José Jiménez Lozano
Reposiciones antiguas
Por desgracia, parece que, en cuanto al discurso político al menos, nuestro país va tendiendo hacia el nivel de una adolescencia «de antes de hacer la Reválida», y ha quedado anclado en el tiempo de los miserables enfrentamientos clericalismo-anticlericalismo del XIX y buena parte del XX, entendidos como «progreso»; un equívoco concepto que, como decía Karl Marx, puede invitar a creer, al «tonto del calendario», que éste fabrica el progreso con la caída de sus hojas.
En la medieval guerra de las Investiduras la Iglesia luchó contra el poder laico por la propiedad de bienes y el ejercicio del poder de esos laicos en ella, que llegó hasta primeros del XX, cuando todavía Austria utilizó su privilegio de «non placet» o veto, en la elección papal de 1903.

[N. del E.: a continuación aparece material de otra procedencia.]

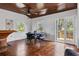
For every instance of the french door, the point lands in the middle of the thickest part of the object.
(65, 30)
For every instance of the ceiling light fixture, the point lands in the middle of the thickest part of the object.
(43, 11)
(61, 6)
(40, 5)
(20, 5)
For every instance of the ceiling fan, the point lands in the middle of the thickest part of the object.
(28, 11)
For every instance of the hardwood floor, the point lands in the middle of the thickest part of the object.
(44, 48)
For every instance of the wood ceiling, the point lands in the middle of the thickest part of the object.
(32, 11)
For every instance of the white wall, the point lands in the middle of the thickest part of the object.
(49, 22)
(17, 18)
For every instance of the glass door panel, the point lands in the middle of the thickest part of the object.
(69, 30)
(60, 29)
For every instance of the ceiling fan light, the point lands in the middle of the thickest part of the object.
(20, 5)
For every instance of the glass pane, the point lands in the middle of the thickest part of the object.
(60, 29)
(69, 30)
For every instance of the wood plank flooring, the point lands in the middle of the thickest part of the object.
(44, 48)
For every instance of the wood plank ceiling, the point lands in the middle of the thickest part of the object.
(33, 10)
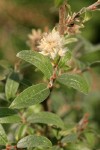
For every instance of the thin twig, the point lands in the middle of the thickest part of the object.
(82, 11)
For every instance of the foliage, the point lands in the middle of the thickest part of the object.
(51, 110)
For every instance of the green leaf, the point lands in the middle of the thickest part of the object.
(12, 85)
(8, 116)
(91, 57)
(46, 118)
(4, 112)
(41, 62)
(74, 80)
(64, 59)
(21, 131)
(70, 138)
(87, 16)
(3, 137)
(32, 95)
(34, 141)
(58, 2)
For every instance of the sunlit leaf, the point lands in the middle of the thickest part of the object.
(40, 61)
(70, 138)
(3, 136)
(34, 141)
(12, 85)
(74, 80)
(46, 118)
(32, 95)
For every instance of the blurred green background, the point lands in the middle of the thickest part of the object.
(17, 19)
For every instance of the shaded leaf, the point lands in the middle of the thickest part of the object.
(58, 2)
(8, 116)
(12, 85)
(41, 62)
(74, 80)
(3, 137)
(34, 141)
(64, 59)
(46, 118)
(91, 57)
(32, 95)
(70, 138)
(21, 131)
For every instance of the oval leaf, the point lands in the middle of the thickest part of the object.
(32, 95)
(3, 137)
(12, 85)
(70, 138)
(64, 59)
(21, 131)
(46, 118)
(75, 81)
(8, 116)
(34, 141)
(41, 62)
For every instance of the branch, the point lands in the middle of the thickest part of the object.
(71, 21)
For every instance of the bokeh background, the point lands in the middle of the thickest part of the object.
(17, 19)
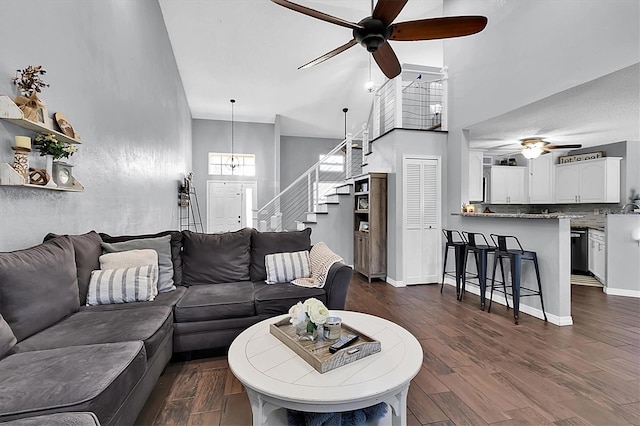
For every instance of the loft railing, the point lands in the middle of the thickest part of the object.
(309, 192)
(419, 103)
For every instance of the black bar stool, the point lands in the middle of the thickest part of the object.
(515, 256)
(455, 240)
(480, 252)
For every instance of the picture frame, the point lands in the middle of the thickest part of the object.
(363, 203)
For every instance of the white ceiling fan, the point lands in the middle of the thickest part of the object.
(534, 147)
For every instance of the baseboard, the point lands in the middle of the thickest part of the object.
(394, 282)
(500, 299)
(621, 292)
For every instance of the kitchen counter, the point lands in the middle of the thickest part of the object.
(522, 215)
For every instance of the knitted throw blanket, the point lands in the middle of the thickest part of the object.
(321, 258)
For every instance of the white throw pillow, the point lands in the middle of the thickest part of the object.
(131, 259)
(284, 267)
(123, 285)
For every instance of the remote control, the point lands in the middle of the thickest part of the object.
(343, 342)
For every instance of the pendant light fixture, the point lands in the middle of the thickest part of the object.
(233, 162)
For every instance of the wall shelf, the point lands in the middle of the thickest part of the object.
(9, 177)
(10, 112)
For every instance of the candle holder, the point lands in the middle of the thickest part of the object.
(21, 162)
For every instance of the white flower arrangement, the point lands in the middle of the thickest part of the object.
(312, 311)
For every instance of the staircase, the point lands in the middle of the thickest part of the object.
(312, 197)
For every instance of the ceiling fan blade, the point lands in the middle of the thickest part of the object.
(573, 146)
(317, 14)
(388, 10)
(387, 60)
(329, 55)
(437, 28)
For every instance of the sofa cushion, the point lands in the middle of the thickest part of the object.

De otra parte, el poder laico se apoderó, a través de los siglos, de los bienes raíces acumulados en la Iglesia, y esto se hizo a veces de acuerdo con la misma Iglesia, como con Fernando el Católico y otros reyes hasta Carlos III; o por la fuerza, como en Alemania e Inglaterra, donde los príncipes seculares se hicieron con los bienes eclesiásticos con ocasión de las reformas religiosas; o también en el caso de las medidas desamortizadoras liberales, hechas de un modo muy similar a un despojo, y por razones primariamente ideológicas, porque, como escribe Wofgang Braunfels, a propósito del triste final de buena parte de la arquitectura monacal, aquellos señores, liberales e ilustrados, no podían permitir que nadie viviese de otro modo que el diseñado por ellos, y tampoco les desagradaban los beneficios económicos de esa imposición.
Lo cierto es que lo que podría llamarse lucha clerical-anticlerical acabó cuando acabaron los tiempos de cristiandad, llegó la modernidad, y el anticlericalismo se convirtió en anticristianismo. La laicidad del Estado, que significa que su gobernación no es asunto de la Iglesia, es interpretada como laicismo, que es una religiosidad estatal, al modo de los dos grandes totalitarismos necesariamente laicistas de nuestro tiempo, en los que el Estado era Dios, y disponía de toda vida humana –de nacimiento a muerte–, como dueño de ellas. Y nunca hubo una cultura más religiosa que ésta, con sacrificios de pueblos enteros en honor de la diosa raza, la diosa clase, la diosa economía, o la ideología.
Sobre este históricamente anacrónico asunto de clericalismo-anticlericalismo, escribe Michael Burleigh que fue «una posición histórica que pasaba por alto que el monoteísmo cristiano había separado a Dios del mundo, y había impulsado así al hombre a hacerlo inteligible, pero también lo que podrían llamarse los orígenes paleoliberales de muchas limitaciones esenciales del poder secular que el mundo moderno había heredado de enfrentamientos muy anteriores entre la Iglesia y el Estado». Y explica Jürgen Habermas: «El universalismo igualitario –del que salieron las ideas de libertad y solidaridad, de autonomía y emancipación, la idea de una moral de la convicción personal, de los derechos del hombre y de la democracia– es una herencia directa de la ética judía de la justicia y de la ética cristiana de la caridad. Esta herencia jamás ha cesado de ser objeto de nuevas apropiaciones críticas y de nuevas interpretaciones, pero sin que su sustancia haya cambiado. Y es que, hasta hoy en día, simplemente no hay alternativa. Incluso frente a los retos presentes de una constelación postnacional, continuamos alimentándonos de esa sustancia...Todo lo demás no es más que cháchara postmoderna» Y ¿es que no convendría saber esto desde la escuela?
Porque, a veces, una nueva generación tiene la tentación del adamismo o de que con ella comienza el mundo, o va a inventarlo, pero, sólo si todos logramos aprender algo de la Historia, necesariamente nos tornamos más realistas, agradecidos, y modestos. Y entonces es cuando se da otro paso adelante.
No utilizaríamos a favor del cristianismo el solo hecho de que sea un bien social, porque sería rebajarlo, pero, como decía Chesterton, sí que es lo único que nos libera de las estúpidas supersticiones del siglo, que no es lo que menos necesitamos precisamente.